The fraction of the column’s entries that are null

stawidth int4

The average stored width, in bytes, of nonnull entries

stadistinct float4

The number of distinct nonnull data values in the column. A value greater than zero is the actual number of distinct values. A value less than zero is the negative of a multiplier for the number of rows in the table; for example, a column in which about 80% of the values are nonnull and each nonnull value appears about twice on average could be represented by stadistinct = -0.4. A zero value means the number of distinct values is unknown.

stakind_N_ int2

A code number indicating the kind of statistics stored in the N_th “slot” of the _pg_statistic row.

staop_N_ oid (references pg_operator.oid)

An operator used to derive the statistics stored in the N_th “slot”. For example, a histogram slot would show the _< operator that defines the sort order of the data. Zero if the statistics kind does not require an operator.

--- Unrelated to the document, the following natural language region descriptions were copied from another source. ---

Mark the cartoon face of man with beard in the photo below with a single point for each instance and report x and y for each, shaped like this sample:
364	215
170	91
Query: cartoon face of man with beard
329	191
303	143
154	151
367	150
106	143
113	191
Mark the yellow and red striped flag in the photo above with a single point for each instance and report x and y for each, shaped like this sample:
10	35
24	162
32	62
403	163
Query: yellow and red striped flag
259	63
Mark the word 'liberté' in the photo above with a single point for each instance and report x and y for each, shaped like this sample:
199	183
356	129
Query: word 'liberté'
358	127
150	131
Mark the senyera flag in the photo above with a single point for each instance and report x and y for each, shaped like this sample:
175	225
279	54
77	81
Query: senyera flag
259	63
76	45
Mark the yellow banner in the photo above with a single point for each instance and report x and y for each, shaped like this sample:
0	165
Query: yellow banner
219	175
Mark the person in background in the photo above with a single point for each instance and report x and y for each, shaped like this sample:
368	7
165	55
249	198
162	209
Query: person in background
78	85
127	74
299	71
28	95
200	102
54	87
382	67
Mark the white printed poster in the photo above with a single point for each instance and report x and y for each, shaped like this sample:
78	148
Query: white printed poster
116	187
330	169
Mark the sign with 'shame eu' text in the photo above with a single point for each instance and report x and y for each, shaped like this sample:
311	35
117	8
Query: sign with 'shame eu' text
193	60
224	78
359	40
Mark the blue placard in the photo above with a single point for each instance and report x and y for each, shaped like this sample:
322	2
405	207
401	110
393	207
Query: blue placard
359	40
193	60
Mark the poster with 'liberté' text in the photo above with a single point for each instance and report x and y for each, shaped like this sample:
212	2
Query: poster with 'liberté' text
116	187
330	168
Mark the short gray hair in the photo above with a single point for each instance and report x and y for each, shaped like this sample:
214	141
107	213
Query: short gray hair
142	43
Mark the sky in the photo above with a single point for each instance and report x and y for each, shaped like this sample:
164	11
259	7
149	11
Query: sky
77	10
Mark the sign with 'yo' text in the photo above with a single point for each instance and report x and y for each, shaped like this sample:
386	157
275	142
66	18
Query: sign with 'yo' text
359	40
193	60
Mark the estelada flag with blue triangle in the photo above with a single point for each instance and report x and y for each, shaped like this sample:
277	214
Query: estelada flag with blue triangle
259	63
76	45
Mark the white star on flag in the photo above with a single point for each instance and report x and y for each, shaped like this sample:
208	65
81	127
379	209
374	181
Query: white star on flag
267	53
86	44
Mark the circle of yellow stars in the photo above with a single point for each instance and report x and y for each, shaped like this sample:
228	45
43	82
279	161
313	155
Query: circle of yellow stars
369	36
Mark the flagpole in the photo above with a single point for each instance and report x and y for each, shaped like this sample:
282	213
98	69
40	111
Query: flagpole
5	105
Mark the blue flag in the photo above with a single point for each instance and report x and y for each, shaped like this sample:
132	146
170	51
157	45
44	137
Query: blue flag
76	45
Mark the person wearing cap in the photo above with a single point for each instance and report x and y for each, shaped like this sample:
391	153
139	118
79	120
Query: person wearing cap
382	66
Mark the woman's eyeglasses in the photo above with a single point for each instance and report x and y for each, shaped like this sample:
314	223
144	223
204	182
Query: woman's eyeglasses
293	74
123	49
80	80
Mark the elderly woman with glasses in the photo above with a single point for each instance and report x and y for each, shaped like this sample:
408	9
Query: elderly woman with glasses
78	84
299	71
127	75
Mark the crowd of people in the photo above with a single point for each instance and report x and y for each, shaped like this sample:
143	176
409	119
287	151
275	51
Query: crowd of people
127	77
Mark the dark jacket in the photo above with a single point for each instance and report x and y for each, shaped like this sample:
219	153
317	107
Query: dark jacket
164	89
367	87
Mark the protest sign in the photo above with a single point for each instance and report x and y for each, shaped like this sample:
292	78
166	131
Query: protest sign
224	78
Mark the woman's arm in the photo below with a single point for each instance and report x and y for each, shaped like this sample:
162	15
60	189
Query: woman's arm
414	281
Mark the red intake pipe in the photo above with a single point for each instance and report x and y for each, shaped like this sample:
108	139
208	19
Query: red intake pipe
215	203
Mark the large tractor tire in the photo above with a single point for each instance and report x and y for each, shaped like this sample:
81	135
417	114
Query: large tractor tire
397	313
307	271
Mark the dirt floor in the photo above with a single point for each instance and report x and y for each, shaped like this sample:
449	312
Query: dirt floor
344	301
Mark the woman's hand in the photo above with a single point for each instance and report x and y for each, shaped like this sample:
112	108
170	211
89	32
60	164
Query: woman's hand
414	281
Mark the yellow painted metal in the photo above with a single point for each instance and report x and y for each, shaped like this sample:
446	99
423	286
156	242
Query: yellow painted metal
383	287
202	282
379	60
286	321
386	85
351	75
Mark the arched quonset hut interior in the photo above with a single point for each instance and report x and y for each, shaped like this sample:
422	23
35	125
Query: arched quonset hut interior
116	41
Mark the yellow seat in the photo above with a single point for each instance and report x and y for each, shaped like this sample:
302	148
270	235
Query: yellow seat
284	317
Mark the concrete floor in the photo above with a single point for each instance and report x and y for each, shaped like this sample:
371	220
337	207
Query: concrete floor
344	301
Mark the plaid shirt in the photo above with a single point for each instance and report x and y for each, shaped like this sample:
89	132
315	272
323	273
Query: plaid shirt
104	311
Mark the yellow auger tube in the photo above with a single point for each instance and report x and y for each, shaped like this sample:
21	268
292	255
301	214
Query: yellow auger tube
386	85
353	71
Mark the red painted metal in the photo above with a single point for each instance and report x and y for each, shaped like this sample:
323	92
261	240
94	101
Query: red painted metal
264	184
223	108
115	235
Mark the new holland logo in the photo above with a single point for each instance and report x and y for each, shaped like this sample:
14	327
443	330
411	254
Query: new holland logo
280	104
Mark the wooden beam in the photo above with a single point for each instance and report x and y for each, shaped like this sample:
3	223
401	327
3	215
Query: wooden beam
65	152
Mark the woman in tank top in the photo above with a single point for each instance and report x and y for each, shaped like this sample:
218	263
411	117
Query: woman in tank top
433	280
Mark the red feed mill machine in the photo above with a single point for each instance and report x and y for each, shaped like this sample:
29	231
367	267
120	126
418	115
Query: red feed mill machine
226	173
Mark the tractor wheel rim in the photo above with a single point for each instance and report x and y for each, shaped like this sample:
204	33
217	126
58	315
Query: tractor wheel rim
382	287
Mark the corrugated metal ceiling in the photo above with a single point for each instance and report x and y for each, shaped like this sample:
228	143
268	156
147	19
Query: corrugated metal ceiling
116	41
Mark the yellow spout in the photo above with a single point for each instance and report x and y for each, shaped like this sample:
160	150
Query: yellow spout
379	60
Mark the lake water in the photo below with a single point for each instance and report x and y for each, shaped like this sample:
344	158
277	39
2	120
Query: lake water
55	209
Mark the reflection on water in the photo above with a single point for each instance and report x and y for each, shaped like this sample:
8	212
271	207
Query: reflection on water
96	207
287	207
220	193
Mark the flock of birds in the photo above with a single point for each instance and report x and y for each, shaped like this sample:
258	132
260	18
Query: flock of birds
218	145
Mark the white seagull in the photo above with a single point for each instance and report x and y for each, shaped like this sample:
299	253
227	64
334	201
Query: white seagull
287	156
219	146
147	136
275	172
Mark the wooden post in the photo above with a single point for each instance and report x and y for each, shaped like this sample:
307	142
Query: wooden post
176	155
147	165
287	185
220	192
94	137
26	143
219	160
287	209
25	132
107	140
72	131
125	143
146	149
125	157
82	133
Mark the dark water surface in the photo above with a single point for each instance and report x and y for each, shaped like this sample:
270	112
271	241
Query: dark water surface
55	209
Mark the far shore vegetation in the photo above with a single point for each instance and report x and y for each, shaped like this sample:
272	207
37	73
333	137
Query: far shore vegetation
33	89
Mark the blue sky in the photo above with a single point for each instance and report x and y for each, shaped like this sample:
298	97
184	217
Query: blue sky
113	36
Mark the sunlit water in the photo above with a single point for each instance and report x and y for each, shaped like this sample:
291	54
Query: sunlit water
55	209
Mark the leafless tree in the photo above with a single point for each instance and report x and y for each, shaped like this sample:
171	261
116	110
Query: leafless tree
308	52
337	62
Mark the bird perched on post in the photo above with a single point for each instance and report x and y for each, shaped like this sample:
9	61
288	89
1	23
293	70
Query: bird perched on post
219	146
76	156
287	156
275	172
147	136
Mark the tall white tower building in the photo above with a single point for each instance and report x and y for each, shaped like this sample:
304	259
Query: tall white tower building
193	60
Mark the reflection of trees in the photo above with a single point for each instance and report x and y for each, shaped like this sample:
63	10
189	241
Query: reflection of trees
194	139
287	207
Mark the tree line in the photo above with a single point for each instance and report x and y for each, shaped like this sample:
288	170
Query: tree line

stacoll_N_ oid (references pg_collation.oid)

The collation used to derive the statistics stored in the _N_th “slot”. For example, a histogram slot for a collatable column would show the collation that defines the sort order of the data. Zero for noncollatable data.

stanumbers_N_ float4[]

Numerical statistics of the appropriate kind for the _N_th “slot”, or null if the slot kind does not involve numerical values

stavalues_N_ anyarray

Column data values of the appropriate kind for the N_th “slot”, or null if the slot kind does not store any data values. Each array’s element values are actually of the specific column’s data type, or a related type such as an array’s element type, so there is no way to define these columns' type more specifically than _anyarray.